At playback an Apple client fetches the .m3u8, reads the init segment, and begins requesting media fragments; an Android or browser client fetches the .mpd and requests the same fragment files. The CDN, seeing identical URLs, serves both from one cache entry — the second protocol's requests are cache hits paid for by the first. As network conditions change, each player switches renditions at segment boundaries; because IDR frames are aligned, the switch lands on a clean random-access point and the viewer sees no glitch. Each client's DRM module fetches the content key from its own license server and decrypts the shared encrypted samples.
For low latency, the origin runs in chunked mode: as the encoder emits each sub-segment chunk, the packager writes it and the CDN forwards it via chunked transfer encoding before the full segment is complete. A LL-HLS or LL-DASH player requests the in-progress segment and receives chunks as they arrive, cutting glass-to-glass latency from the traditional many-seconds (waiting for whole segments) down to a few seconds or less. The same chunked media serves both low-latency protocols, so the origin does not maintain separate low-latency pipelines per format — the CMAF convergence extends all the way into the latency-sensitive path.

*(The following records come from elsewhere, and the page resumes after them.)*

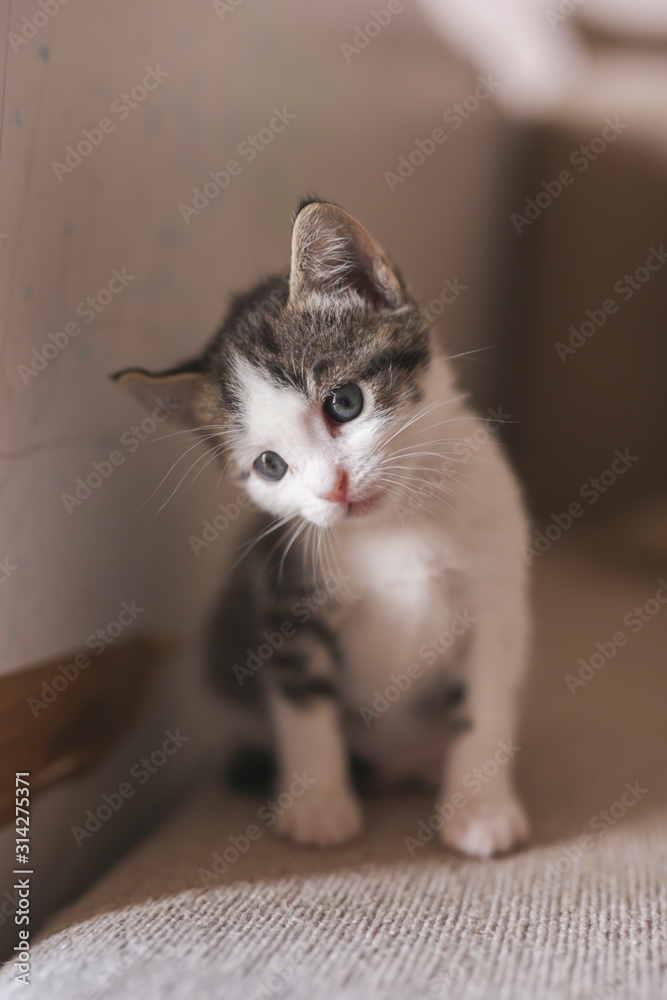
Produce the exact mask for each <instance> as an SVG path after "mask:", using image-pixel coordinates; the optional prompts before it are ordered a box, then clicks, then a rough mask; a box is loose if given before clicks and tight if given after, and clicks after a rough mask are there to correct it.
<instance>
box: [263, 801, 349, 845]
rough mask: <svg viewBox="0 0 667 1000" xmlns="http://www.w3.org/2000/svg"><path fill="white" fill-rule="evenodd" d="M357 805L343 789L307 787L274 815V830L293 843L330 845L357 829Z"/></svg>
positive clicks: (345, 841)
mask: <svg viewBox="0 0 667 1000" xmlns="http://www.w3.org/2000/svg"><path fill="white" fill-rule="evenodd" d="M361 828H362V816H361V806H360V804H359V801H358V800H357V798H356V796H355V795H353V794H352V792H349V791H347V790H346V789H341V790H339V791H332V792H329V793H326V792H315V790H314V789H312V788H311V789H308V791H307V792H306V793H305V795H303V796H302V797H301V798H299V799H294V801H293V802H292V804H291V805H290V806H288V807H287V809H285V811H284V812H283V813H282V814H281V815H280V816H279V817H278V820H277V822H276V830H277V832H278V833H279V834H280V835H281V836H283V837H288V838H289V839H290V840H294V841H296V843H297V844H311V845H313V846H316V847H332V846H333V845H334V844H344V843H345V842H346V841H348V840H353V839H354V837H357V836H358V835H359V834H360V833H361Z"/></svg>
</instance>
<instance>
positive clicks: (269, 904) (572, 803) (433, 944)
mask: <svg viewBox="0 0 667 1000" xmlns="http://www.w3.org/2000/svg"><path fill="white" fill-rule="evenodd" d="M584 527H585V526H584ZM573 533H574V529H572V536H571V537H567V536H566V537H564V538H561V539H560V540H559V541H557V542H555V543H554V544H553V546H552V548H551V549H550V550H549V551H547V552H546V553H545V554H544V555H543V556H542V557H540V559H539V560H538V561H537V562H536V597H537V608H538V628H537V635H536V651H535V663H534V669H533V671H532V674H531V678H530V683H529V686H528V691H527V698H526V710H525V713H524V725H523V732H522V736H521V739H520V743H521V750H520V751H519V752H518V753H517V761H518V765H519V766H518V774H519V780H520V784H521V787H522V789H523V791H524V795H525V798H526V802H527V804H528V808H529V811H530V813H531V817H532V820H533V826H534V836H533V839H532V841H531V843H530V845H529V846H528V847H527V849H526V850H524V851H522V852H520V853H517V854H516V855H514V856H511V857H508V858H505V859H501V860H495V861H490V862H475V861H469V860H465V859H461V858H458V857H454V856H453V855H451V854H448V853H446V852H445V851H443V850H441V849H440V848H439V847H437V846H436V845H435V843H433V842H431V843H429V844H427V845H426V846H425V847H423V848H420V849H417V850H415V854H414V857H411V856H410V853H409V852H408V849H407V847H406V844H405V842H404V838H405V837H406V836H415V835H416V830H417V824H418V821H419V820H420V819H424V820H428V819H429V817H430V816H431V815H432V814H433V798H432V797H428V796H421V795H416V794H415V795H403V796H396V797H393V796H392V797H387V798H378V799H376V800H375V801H373V802H370V803H369V804H368V827H367V832H366V835H365V837H364V839H363V840H361V841H360V842H359V843H357V844H354V845H351V846H349V847H346V848H344V849H338V850H334V851H322V852H318V851H309V850H303V849H297V848H295V847H292V846H289V845H287V844H285V843H282V842H279V841H278V840H276V839H275V838H274V837H273V835H272V834H271V833H270V831H268V830H267V829H266V826H265V824H264V823H263V822H262V821H261V820H260V819H258V817H257V810H258V809H259V808H260V807H261V805H262V802H261V801H260V800H251V799H234V798H232V797H230V796H228V795H227V794H226V793H223V792H222V791H221V790H220V789H219V788H217V787H216V786H213V785H207V786H206V787H204V788H202V789H201V790H200V791H199V792H198V793H196V794H195V795H194V796H193V798H192V799H191V800H190V801H189V802H188V803H186V804H184V805H183V806H182V807H181V809H180V811H179V812H178V813H177V814H176V815H175V816H174V817H173V818H172V819H171V820H170V821H169V822H167V823H166V824H165V825H164V826H163V827H162V828H161V829H160V830H159V831H158V832H157V833H156V834H154V835H153V836H152V837H150V838H149V839H148V840H146V841H144V843H142V844H140V845H139V846H138V847H137V848H136V849H135V850H134V852H133V853H132V854H131V855H129V856H128V857H126V859H125V860H123V861H122V862H121V863H120V864H119V865H118V866H117V867H116V868H115V870H113V871H111V872H110V873H109V874H108V875H106V876H105V877H104V878H103V879H102V880H101V881H100V882H99V883H98V885H97V886H96V887H94V888H93V889H92V890H91V891H90V892H89V893H88V894H87V896H85V897H84V898H83V899H81V900H80V901H79V902H78V903H76V904H75V905H74V906H72V907H70V908H69V910H67V911H64V912H63V913H61V914H60V915H59V917H58V918H57V920H56V921H55V922H54V923H53V924H52V925H51V927H50V928H49V929H48V930H47V931H46V933H45V934H44V935H43V938H42V940H41V943H39V944H37V945H36V946H35V948H34V953H33V959H32V969H33V972H32V980H33V981H32V987H31V990H30V997H31V998H32V1000H42V998H43V1000H58V998H61V997H62V998H65V997H66V998H72V997H83V996H93V997H95V998H98V997H99V998H101V997H104V998H119V1000H120V998H123V1000H127V998H135V997H136V998H142V1000H143V998H150V1000H162V998H164V1000H167V998H169V1000H181V998H185V997H187V998H197V1000H199V998H208V997H224V998H225V1000H245V998H268V997H276V998H287V997H289V998H295V1000H300V998H304V1000H305V998H308V1000H310V998H313V997H317V998H325V1000H326V998H331V1000H334V998H335V1000H357V998H358V1000H370V998H374V997H382V998H387V1000H393V998H396V1000H418V998H421V997H424V998H426V1000H438V998H441V997H443V998H444V997H448V998H449V997H452V998H454V997H462V998H463V997H465V998H467V1000H477V998H479V1000H487V998H492V997H503V998H508V1000H523V998H526V1000H550V998H556V997H558V998H562V997H571V998H582V1000H583V998H588V997H601V998H612V997H615V998H627V1000H630V998H632V1000H638V998H646V1000H654V998H657V997H659V996H661V995H664V991H665V982H664V973H661V971H660V963H661V955H662V954H663V952H662V949H663V948H664V938H665V930H666V927H667V918H666V910H667V786H666V783H665V770H664V760H665V750H666V749H667V728H666V727H665V721H664V719H665V703H666V695H667V673H666V672H665V670H664V650H665V640H666V639H667V606H665V607H664V608H663V605H662V604H660V605H659V607H660V610H659V611H658V612H657V613H656V614H655V615H654V616H652V617H650V616H649V620H648V621H647V622H646V623H645V624H644V625H643V626H642V628H641V629H640V630H638V631H637V632H636V634H634V633H633V632H632V628H633V627H632V626H629V625H628V624H627V623H626V624H625V625H624V623H623V619H624V617H625V616H626V615H627V614H628V613H632V609H633V608H634V607H635V606H644V605H645V603H646V602H647V601H649V600H650V599H651V598H652V597H653V595H654V594H655V593H656V590H657V589H658V578H657V575H656V574H654V573H653V571H652V569H651V568H650V567H647V568H646V569H645V570H643V571H640V570H639V569H637V567H636V566H635V567H634V569H632V570H629V569H628V568H627V567H624V566H618V565H615V564H613V563H611V562H608V561H603V560H602V558H601V557H599V556H596V555H594V554H593V553H592V551H591V550H590V549H589V548H587V544H586V541H587V540H586V536H585V535H582V534H581V532H580V535H579V537H574V534H573ZM587 552H588V554H586V553H587ZM647 607H648V608H650V609H654V605H653V604H649V605H647ZM619 630H624V631H625V632H626V633H627V635H628V642H627V644H626V645H625V646H623V647H622V648H619V649H618V651H617V652H616V654H615V655H614V657H613V658H611V659H610V660H609V662H608V663H606V665H605V666H603V667H602V668H601V669H599V670H598V671H596V672H595V673H594V675H593V677H592V679H591V680H589V681H588V682H587V683H586V684H585V685H584V686H583V687H579V688H577V689H576V693H575V694H571V693H570V691H569V689H568V687H567V685H566V682H565V680H564V677H565V675H566V674H568V673H570V674H572V675H575V674H576V672H577V669H578V667H577V664H578V661H579V659H580V657H583V658H584V659H586V660H589V659H590V656H591V654H592V653H593V652H594V643H595V642H598V641H599V642H600V643H602V644H604V643H607V642H608V640H609V638H610V636H611V635H612V634H613V633H615V632H618V631H619ZM606 648H607V650H608V651H609V647H606ZM545 708H548V711H545ZM628 786H629V787H630V788H634V792H633V793H630V792H629V791H628ZM623 799H624V804H621V805H619V804H618V803H622V802H623ZM600 810H603V811H607V812H608V813H609V815H610V821H611V823H612V824H613V825H609V823H608V821H607V820H605V819H602V818H600ZM596 817H598V818H597V820H596ZM591 822H593V824H594V825H593V826H591ZM249 824H253V825H254V826H256V827H257V829H258V830H259V837H258V838H257V839H256V840H251V841H249V842H248V845H247V850H244V849H243V848H244V847H245V846H246V845H245V842H244V841H237V844H239V846H240V847H241V850H240V852H239V856H238V859H237V860H235V861H234V851H232V852H231V853H229V852H228V853H227V855H226V857H227V859H228V861H230V862H231V864H230V865H229V867H228V870H227V871H225V872H222V873H221V874H217V873H216V871H215V859H214V855H215V853H216V852H218V854H221V853H222V852H223V851H224V850H225V849H226V848H229V847H230V840H229V838H230V837H236V838H238V837H239V836H240V835H242V834H243V833H244V831H246V830H247V827H248V825H249ZM582 836H586V837H587V840H585V841H583V843H582V842H581V841H580V839H579V838H581V837H582ZM582 848H583V849H582ZM577 852H579V857H578V860H577ZM218 868H220V866H219V865H218ZM202 870H205V871H202ZM207 872H208V873H210V874H206V873H207ZM5 974H7V973H5ZM7 981H8V980H7V979H6V980H4V982H5V983H7ZM23 989H24V988H23V987H21V986H13V987H12V986H8V985H6V986H5V987H4V989H3V990H2V996H3V998H7V1000H10V998H13V997H18V996H23V995H24V993H23V992H22V990H23ZM87 991H91V992H90V993H88V992H87ZM25 995H27V993H26V994H25Z"/></svg>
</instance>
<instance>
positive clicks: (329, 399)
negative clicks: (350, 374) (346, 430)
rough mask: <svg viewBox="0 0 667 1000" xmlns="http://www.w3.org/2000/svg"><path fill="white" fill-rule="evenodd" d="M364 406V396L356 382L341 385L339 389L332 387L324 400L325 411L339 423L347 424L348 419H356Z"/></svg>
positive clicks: (331, 417)
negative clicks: (331, 388)
mask: <svg viewBox="0 0 667 1000" xmlns="http://www.w3.org/2000/svg"><path fill="white" fill-rule="evenodd" d="M363 406H364V397H363V395H362V392H361V389H360V388H359V386H358V385H356V384H355V383H354V382H349V383H348V384H347V385H340V386H338V388H337V389H332V390H331V392H330V393H329V395H328V396H327V398H326V399H325V400H324V406H323V409H324V412H325V413H326V415H327V416H328V417H329V418H330V419H331V420H335V421H336V423H337V424H346V423H347V422H348V420H354V418H355V417H358V416H359V414H360V413H361V411H362V409H363Z"/></svg>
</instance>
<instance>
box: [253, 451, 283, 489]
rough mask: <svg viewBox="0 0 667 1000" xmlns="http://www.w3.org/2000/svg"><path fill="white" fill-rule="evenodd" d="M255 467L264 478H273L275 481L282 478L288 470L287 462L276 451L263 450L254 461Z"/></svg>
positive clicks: (254, 464)
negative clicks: (277, 453)
mask: <svg viewBox="0 0 667 1000" xmlns="http://www.w3.org/2000/svg"><path fill="white" fill-rule="evenodd" d="M253 467H254V468H255V469H256V470H257V472H259V474H260V476H262V477H263V478H264V479H272V480H273V481H274V482H277V480H278V479H282V478H283V476H284V475H285V473H286V472H287V462H285V461H284V459H282V458H281V457H280V455H277V454H276V452H275V451H263V452H262V454H261V455H259V456H258V457H257V458H256V459H255V461H254V462H253Z"/></svg>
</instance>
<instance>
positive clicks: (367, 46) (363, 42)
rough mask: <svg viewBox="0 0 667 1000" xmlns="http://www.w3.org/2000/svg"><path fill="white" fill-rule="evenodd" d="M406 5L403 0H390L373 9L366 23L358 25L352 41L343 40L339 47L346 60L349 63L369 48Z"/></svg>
mask: <svg viewBox="0 0 667 1000" xmlns="http://www.w3.org/2000/svg"><path fill="white" fill-rule="evenodd" d="M404 10H405V5H404V4H403V3H401V0H389V2H388V3H387V4H386V5H385V6H384V7H380V9H379V10H372V11H371V13H370V17H369V19H368V21H366V23H365V24H364V25H357V26H356V27H355V29H354V31H353V33H352V41H351V42H341V43H340V45H339V48H340V50H341V52H342V53H343V58H344V59H345V62H346V63H347V64H348V65H349V64H350V63H351V62H352V60H353V59H354V57H355V56H358V55H360V54H361V53H362V52H363V51H364V49H366V48H368V46H369V45H370V43H371V42H372V40H373V39H374V38H377V36H378V35H379V34H380V32H381V31H384V29H385V28H386V27H388V26H389V25H390V24H391V22H392V20H393V19H394V17H395V16H396V15H397V14H402V13H403V11H404Z"/></svg>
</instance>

Trace the encryption path through the same flow to see why common encryption is load-bearing. When the packager applies 'cbcs' encryption, it encrypts the media samples once with a content key and records, in each manifest, the key identifier plus the DRM-specific initialization data (PSSH boxes for Widevine and PlayReady, and the equivalent signaling for FairPlay). At playback the Apple client extracts the FairPlay signaling from the HLS playlist and requests a license from Apple's key server; an Android client extracts the Widevine signaling from the DASH manifest and requests a license from Widevine's server. Both receive the same content key by different routes and decrypt the byte-identical encrypted segments. Nothing about the media on disk differs between the two — only the small per-DRM signaling in the manifests and the license exchange differ. This is the detail that makes 'encrypt once, unlock with any DRM' real, and it is why getting the encryption scheme and key signaling right is as important to the shared-cache benefit as the segment format itself.